Thursday, October 29, 2009

TGIF

It's Friday and the office is closed for one day--in compensation for the biggest Cambodian holiday: the Water Festival. The holiday actually lasts for about three days, and there are a bunch of organized teams who will boat-race each other. I'm excited, but we have to work during the days when the races actually occur. It kind of sucks, because it's the only chance I'll get to see it, and I won't see it. Oh well.

To follow up on my previous post, I was definitely stressed and unhappy when I came back from Vietnam. I'm not sure if I have moved out of that state yet, either. However, I have realized that it's my unhappiness with being overworked and not willing to work more than my designated hours anymore. I'm tired, but I guess any kind of work really calls for working more hours than you are paid for. After all, the pay was never the reason why I came here. It was the work itself. Am I regretting coming here, then?

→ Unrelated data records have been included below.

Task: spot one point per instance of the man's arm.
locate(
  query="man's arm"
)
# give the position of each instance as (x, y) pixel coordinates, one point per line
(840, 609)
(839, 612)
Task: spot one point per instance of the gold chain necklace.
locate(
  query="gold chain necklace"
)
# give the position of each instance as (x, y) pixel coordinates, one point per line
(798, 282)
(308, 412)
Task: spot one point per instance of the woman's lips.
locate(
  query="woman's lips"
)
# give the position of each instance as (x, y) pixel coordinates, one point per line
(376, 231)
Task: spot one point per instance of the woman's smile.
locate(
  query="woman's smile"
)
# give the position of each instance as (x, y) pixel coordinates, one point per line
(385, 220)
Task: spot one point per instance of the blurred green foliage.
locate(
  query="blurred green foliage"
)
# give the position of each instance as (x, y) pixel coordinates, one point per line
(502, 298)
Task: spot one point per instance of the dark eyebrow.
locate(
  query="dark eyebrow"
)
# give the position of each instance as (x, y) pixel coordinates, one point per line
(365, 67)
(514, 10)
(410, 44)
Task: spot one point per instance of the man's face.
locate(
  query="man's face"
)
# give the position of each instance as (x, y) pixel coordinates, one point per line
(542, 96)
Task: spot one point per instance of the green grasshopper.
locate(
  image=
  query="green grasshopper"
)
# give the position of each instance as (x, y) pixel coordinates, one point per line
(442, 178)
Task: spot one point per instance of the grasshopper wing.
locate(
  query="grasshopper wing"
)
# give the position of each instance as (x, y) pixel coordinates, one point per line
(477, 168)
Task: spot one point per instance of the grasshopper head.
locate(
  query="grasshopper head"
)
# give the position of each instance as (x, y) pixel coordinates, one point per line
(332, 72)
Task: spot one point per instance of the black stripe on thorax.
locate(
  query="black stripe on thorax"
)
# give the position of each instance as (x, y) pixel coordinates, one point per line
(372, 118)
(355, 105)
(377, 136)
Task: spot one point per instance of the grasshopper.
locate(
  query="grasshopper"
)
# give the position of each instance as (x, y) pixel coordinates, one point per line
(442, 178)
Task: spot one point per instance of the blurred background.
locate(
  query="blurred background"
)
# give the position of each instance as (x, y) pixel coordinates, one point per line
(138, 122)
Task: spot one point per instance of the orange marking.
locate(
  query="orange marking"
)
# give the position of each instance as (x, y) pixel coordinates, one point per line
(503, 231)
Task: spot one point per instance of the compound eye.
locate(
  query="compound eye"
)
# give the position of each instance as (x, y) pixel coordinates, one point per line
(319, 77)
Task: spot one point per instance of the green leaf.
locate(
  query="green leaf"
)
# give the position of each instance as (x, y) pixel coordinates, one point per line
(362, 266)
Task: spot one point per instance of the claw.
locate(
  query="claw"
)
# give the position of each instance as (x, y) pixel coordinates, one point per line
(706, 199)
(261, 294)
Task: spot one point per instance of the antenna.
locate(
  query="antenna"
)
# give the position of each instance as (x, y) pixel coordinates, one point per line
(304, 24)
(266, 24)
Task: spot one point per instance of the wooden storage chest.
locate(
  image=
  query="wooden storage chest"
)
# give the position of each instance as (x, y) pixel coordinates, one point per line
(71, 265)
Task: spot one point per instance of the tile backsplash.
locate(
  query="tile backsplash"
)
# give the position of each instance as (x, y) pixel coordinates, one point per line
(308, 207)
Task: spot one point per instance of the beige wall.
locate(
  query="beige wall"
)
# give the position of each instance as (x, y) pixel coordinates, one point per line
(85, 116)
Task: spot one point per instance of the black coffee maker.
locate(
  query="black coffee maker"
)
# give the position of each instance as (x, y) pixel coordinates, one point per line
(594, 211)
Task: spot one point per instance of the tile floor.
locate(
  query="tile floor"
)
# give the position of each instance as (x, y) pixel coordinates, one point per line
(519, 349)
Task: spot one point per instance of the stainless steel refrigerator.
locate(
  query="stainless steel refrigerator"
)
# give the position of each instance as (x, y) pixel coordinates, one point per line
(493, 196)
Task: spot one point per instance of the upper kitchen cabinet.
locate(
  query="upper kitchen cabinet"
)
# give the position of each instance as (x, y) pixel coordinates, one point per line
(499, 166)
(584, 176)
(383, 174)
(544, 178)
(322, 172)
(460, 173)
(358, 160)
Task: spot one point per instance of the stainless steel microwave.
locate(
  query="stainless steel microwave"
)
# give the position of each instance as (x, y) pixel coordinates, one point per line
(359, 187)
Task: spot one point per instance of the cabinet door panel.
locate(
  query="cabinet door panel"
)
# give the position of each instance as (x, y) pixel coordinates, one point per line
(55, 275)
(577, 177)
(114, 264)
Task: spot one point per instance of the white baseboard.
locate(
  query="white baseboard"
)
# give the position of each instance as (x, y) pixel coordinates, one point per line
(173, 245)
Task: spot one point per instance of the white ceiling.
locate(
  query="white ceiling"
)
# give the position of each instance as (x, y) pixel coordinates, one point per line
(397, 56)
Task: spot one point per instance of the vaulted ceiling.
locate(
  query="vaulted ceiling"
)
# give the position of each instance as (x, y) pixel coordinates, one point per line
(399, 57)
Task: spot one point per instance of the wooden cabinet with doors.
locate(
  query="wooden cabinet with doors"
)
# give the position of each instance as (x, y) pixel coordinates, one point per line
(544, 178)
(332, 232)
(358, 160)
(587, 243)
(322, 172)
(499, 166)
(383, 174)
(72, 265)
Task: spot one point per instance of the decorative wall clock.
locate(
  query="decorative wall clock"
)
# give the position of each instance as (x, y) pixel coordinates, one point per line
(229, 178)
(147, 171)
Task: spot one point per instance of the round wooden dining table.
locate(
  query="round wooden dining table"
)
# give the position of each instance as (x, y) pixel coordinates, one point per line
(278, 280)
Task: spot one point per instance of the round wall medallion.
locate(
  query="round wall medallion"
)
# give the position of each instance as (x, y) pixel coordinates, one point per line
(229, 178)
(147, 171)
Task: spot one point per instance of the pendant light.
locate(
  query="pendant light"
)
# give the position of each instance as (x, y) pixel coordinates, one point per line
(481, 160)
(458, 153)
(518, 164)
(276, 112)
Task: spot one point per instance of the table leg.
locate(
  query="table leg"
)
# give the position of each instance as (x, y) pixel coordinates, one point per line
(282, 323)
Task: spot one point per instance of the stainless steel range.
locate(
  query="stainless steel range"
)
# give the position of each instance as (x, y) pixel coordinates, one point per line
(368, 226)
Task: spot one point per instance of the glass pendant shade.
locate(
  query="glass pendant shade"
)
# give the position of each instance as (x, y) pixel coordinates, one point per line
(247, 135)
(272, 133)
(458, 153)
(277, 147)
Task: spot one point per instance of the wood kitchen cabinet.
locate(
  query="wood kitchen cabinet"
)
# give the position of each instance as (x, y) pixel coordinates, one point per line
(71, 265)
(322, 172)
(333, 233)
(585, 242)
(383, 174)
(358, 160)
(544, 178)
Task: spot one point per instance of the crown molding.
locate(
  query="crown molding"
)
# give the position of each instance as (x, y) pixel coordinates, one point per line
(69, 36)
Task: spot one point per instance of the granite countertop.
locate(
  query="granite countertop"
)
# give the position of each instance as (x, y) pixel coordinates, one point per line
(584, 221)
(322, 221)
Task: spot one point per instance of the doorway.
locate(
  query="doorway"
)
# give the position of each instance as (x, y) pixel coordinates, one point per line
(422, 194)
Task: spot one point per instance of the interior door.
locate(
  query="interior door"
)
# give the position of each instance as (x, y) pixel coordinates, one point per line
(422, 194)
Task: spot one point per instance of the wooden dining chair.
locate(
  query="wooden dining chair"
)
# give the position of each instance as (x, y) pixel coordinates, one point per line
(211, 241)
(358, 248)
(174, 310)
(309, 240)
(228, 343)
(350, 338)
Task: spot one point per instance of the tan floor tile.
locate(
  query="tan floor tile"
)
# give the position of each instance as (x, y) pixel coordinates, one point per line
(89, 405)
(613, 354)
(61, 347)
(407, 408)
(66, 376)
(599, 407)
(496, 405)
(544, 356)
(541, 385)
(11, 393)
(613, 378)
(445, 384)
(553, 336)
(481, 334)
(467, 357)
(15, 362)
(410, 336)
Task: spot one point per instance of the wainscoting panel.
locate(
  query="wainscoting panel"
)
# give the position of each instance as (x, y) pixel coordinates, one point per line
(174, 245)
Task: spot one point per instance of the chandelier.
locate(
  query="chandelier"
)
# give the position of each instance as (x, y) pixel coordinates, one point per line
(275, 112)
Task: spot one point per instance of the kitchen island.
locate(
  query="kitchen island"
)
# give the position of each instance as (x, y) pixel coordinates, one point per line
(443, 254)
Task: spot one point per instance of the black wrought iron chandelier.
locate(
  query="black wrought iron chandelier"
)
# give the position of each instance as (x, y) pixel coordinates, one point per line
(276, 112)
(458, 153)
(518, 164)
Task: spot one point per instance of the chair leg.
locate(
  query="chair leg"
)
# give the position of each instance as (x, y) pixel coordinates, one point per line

The main reason why I've been so unhappy though is because of the girls and their actions. While they can be very cute, they can also be very rude in their ways and discriminatory towards each other. Moreover, cliques are very apparent. I guess this is "natural," but I see it more as social, and hence, things can be changed. How much we, as office staff, should be involved in their lives though is hard to determine. Plus, is our purpose to actually CONTROL them and their lives? Who the hell are we to do that. No one.

Last month, after an intensive nail training, the girls in the nail program decided to take off for a day to drink and party at a baby shower after they asked each staff if they could do so. We told them no. If one person says no, they should have respected that answer. We expect them to be at school in the mornings and doing their practicums in the afternoons, and they knew that. Anyway, we had a big meeting the next day. They didn't seem to regret their actions too much.

Yesterday, we sat in a circle to talk about "reputation" for our Soft Skills Class. Anh did a really good job, as always when facilitating that class, and came up with the idea of asking the girls to write about a time when their reputation to another was damaged, and the reasons why. The point was to get them to remember why that had occurred and to see how they can gain trust from others again. All the girls who disappointed us in September actually wrote about that very incident, and they cried. It really surprised me that it was so intense, because I never knew how they felt about us and the program, AND themselves after the big meeting. I'm glad they took us seriously. It shows the amount of respect they have for us.

I'm still not ready to go back to the kind of relationship I had with the girls before the incident though. It really affected how I have come to see anti-sex-trafficking and community work, and it has definitely scarred me.

Anyway, my optimism is still alive though.